Magyar was also in tune with her community’s concerns— including uproar about the bond’s proposed consolidation of four cherished neighborhood elementary schools into one.
“Parents were very hesitant at the thought of closing their elementary schools to build one or two brand new buildings,”she says. “Many parents had gone to those schools. They moved back so their kids could go to those schools. There was this whole cultural heritage piece we had to figure out.”
Most of the buildings in BBH were upwards of 60 years old—and the district hadn’t passed a bond in nearly 15 years. The BBH team knew that to ease their community’s apprehensions, they’d have to open their eyes to the possibilities of a brand new facility. “So we packed a school bus with about 50 adults—community members, business leaders, parents, teachers—and we took them to a recent new build in a local district down the street,” Magyar says. The tour of the “brand spankin’ new” building was open to anyone who wanted to attend—and not all of them were in favor of the bond measure. “Some of it was taking some of the naysayers on purpose,” she says. “Probably half of that bus wasn’t in support.”
But the tour had exactly the effect Magyar had hoped. “Once parents and community members saw what a new building could look like, they said, Yeah, forget our community schools. We want our kids to be educated in something like this,” she tells us. “I had the support of all 50 by the time we left that trip. Allowing this group from the community to walk through and put their eyes on what a new build looked like—that was the catalyst to spark the support we had for going forward with the bond issue.”
For Magyar, it all comes back to understanding your audience. “You need to know your community, and know what they know,” she says. “Ours didn’t know what a new build looked like, so I had to create that experience for them.”
Don't lose the relationships you build during the campaign.

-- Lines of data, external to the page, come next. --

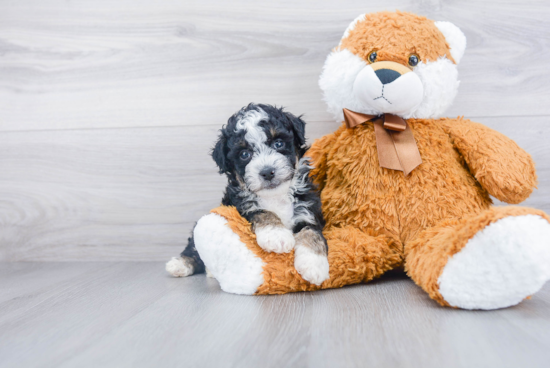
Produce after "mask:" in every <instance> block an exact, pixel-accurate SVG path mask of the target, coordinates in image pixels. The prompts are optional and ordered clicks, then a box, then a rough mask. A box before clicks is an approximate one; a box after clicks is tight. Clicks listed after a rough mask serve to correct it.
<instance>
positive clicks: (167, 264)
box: [166, 257, 194, 277]
mask: <svg viewBox="0 0 550 368" xmlns="http://www.w3.org/2000/svg"><path fill="white" fill-rule="evenodd" d="M193 271H194V267H193V264H192V263H191V261H190V260H189V259H188V258H182V257H172V259H171V260H169V261H168V262H167V263H166V272H168V273H169V274H170V275H172V276H174V277H186V276H189V275H192V274H193Z"/></svg>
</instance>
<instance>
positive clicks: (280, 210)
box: [257, 180, 294, 229]
mask: <svg viewBox="0 0 550 368" xmlns="http://www.w3.org/2000/svg"><path fill="white" fill-rule="evenodd" d="M289 190H290V180H288V181H286V182H284V183H282V184H280V185H279V186H278V187H276V188H273V189H264V190H260V191H259V192H258V193H257V196H258V204H259V206H260V208H262V209H263V210H266V211H270V212H273V213H274V214H276V215H277V217H279V219H280V220H281V221H282V222H283V225H285V227H286V228H287V229H292V227H293V225H294V223H293V220H292V217H293V216H294V204H293V203H292V198H291V197H290V195H289Z"/></svg>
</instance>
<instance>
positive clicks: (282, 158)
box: [244, 133, 292, 192]
mask: <svg viewBox="0 0 550 368" xmlns="http://www.w3.org/2000/svg"><path fill="white" fill-rule="evenodd" d="M247 134H248V133H247ZM266 167H271V168H273V169H274V171H275V177H274V178H273V181H272V182H275V183H279V184H280V183H283V182H284V181H285V180H289V179H290V176H291V175H292V166H291V165H290V163H289V162H288V158H287V157H286V156H285V155H283V154H281V153H279V152H277V151H275V150H274V149H272V148H270V147H268V146H266V145H264V144H261V145H259V146H257V149H254V155H253V156H252V160H250V162H249V163H248V165H246V168H245V174H244V179H245V182H246V184H247V186H248V188H249V189H250V190H251V191H253V192H256V191H259V190H261V189H262V187H263V186H264V185H265V183H264V181H263V180H262V178H261V176H260V172H261V171H262V170H263V169H265V168H266ZM281 185H282V184H281ZM274 189H276V188H274ZM287 189H288V186H287Z"/></svg>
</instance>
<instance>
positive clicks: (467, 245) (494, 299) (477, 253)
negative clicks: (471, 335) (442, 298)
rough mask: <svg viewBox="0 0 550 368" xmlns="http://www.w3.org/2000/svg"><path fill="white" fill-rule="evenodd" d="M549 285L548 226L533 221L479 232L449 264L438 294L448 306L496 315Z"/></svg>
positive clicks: (549, 261)
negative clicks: (462, 308)
mask: <svg viewBox="0 0 550 368" xmlns="http://www.w3.org/2000/svg"><path fill="white" fill-rule="evenodd" d="M548 279H550V224H549V223H548V221H546V220H545V219H543V218H541V217H540V216H536V215H525V216H516V217H506V218H504V219H501V220H498V221H496V222H494V223H492V224H490V225H489V226H487V227H485V228H484V229H483V230H481V231H480V232H479V233H477V234H476V235H475V236H474V237H473V238H471V239H470V240H469V241H468V243H467V244H466V246H465V247H464V248H463V249H462V250H461V251H460V252H459V253H457V254H455V255H454V256H453V257H452V258H450V259H449V261H448V263H447V265H446V266H445V268H444V269H443V272H442V273H441V276H440V277H439V280H438V282H439V292H440V293H441V295H442V296H443V298H444V299H445V300H446V301H447V302H448V303H449V304H450V305H452V306H454V307H459V308H463V309H498V308H505V307H509V306H512V305H516V304H518V303H520V302H521V301H522V300H523V299H525V298H526V297H528V296H530V295H533V294H534V293H536V292H537V291H539V290H540V288H541V287H542V286H543V285H544V283H545V282H546V281H547V280H548Z"/></svg>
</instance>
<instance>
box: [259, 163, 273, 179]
mask: <svg viewBox="0 0 550 368" xmlns="http://www.w3.org/2000/svg"><path fill="white" fill-rule="evenodd" d="M260 176H261V177H262V178H263V179H264V180H265V181H271V180H273V178H274V177H275V168H273V167H271V166H268V167H264V168H263V169H262V170H261V171H260Z"/></svg>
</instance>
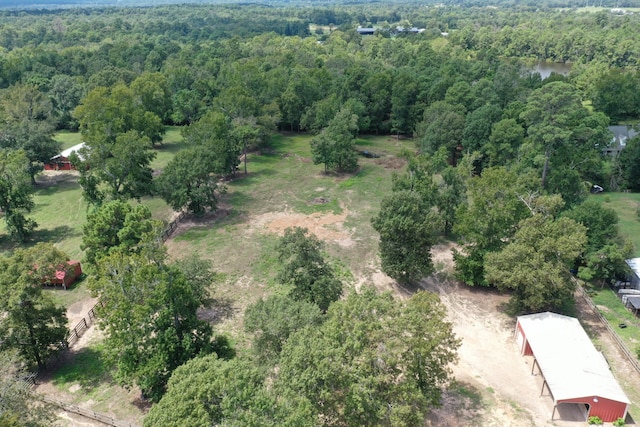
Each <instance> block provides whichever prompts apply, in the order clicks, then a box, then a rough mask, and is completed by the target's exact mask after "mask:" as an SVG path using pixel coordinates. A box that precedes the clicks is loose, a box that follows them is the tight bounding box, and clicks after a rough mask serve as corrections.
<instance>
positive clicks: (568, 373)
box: [518, 312, 630, 404]
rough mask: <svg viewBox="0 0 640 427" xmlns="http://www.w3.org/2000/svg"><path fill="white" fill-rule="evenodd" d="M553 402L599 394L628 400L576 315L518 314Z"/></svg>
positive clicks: (539, 313) (614, 397)
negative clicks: (581, 324) (552, 399)
mask: <svg viewBox="0 0 640 427" xmlns="http://www.w3.org/2000/svg"><path fill="white" fill-rule="evenodd" d="M518 323H520V326H521V327H522V330H523V331H524V335H525V337H526V339H527V341H528V342H529V345H530V347H531V350H532V351H533V355H534V357H535V358H536V360H537V361H538V365H539V366H540V371H542V374H543V375H544V378H545V380H546V381H547V384H548V385H549V390H550V391H551V394H552V395H553V398H554V400H555V401H556V402H558V401H561V400H568V399H576V398H581V397H591V396H598V397H602V398H605V399H610V400H614V401H617V402H623V403H627V404H628V403H630V402H629V398H628V397H627V395H626V394H625V393H624V391H623V390H622V388H621V387H620V384H618V381H617V380H616V379H615V378H614V376H613V374H612V373H611V370H610V369H609V365H608V363H607V361H606V360H605V358H604V356H603V355H602V353H600V352H599V351H598V350H596V348H595V347H594V346H593V343H592V342H591V340H590V339H589V337H588V336H587V333H586V332H585V331H584V329H583V328H582V326H581V325H580V322H578V319H575V318H573V317H568V316H563V315H561V314H556V313H551V312H546V313H537V314H530V315H527V316H520V317H518Z"/></svg>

That May, despite the major time crunch, Magyar and the BBH team passed their bond with a 56% approval rating. Today, as construction projects get off the ground, they’re working to keep their community involved.
For one, they’ve continued to hold coffee talks—albeit not quite so many. “We don’t want people to think that we’re just wanting to have those intimate conversations when we need something,” Magyar says. “It’s really important to model that you’re transparent, that you want people to feel that they can talk to you even when you don’t need money.” Magyar also provides frequent construction updates through The Buzz, a bond-specific newsletter named for the district’s mascot, the Bees.
Magyar also works to keep the personal relationships she’s built with her community strong. “Everyone who helped with the bond in any way, shape, or form got a personal note from me, along with a small token of our appreciation,” Magyar says—paid for with raised funds, not public dollars, of course. “And not through the mail—I went out and personally delivered all those to their homes.” It all goes back to the intimacy that made the coffee talks so special.
Going forward, BBH’s focus is the same as it’s always been: giving students a great education. “We’re in the business of kids,” says Magyar. “We’re only as good as our kids are in the community, and one of the business models for a school district is: How do you sustain your community? How do you get kids to come back and want to have their kids raised here? It’s by giving them a great experience in their schools.”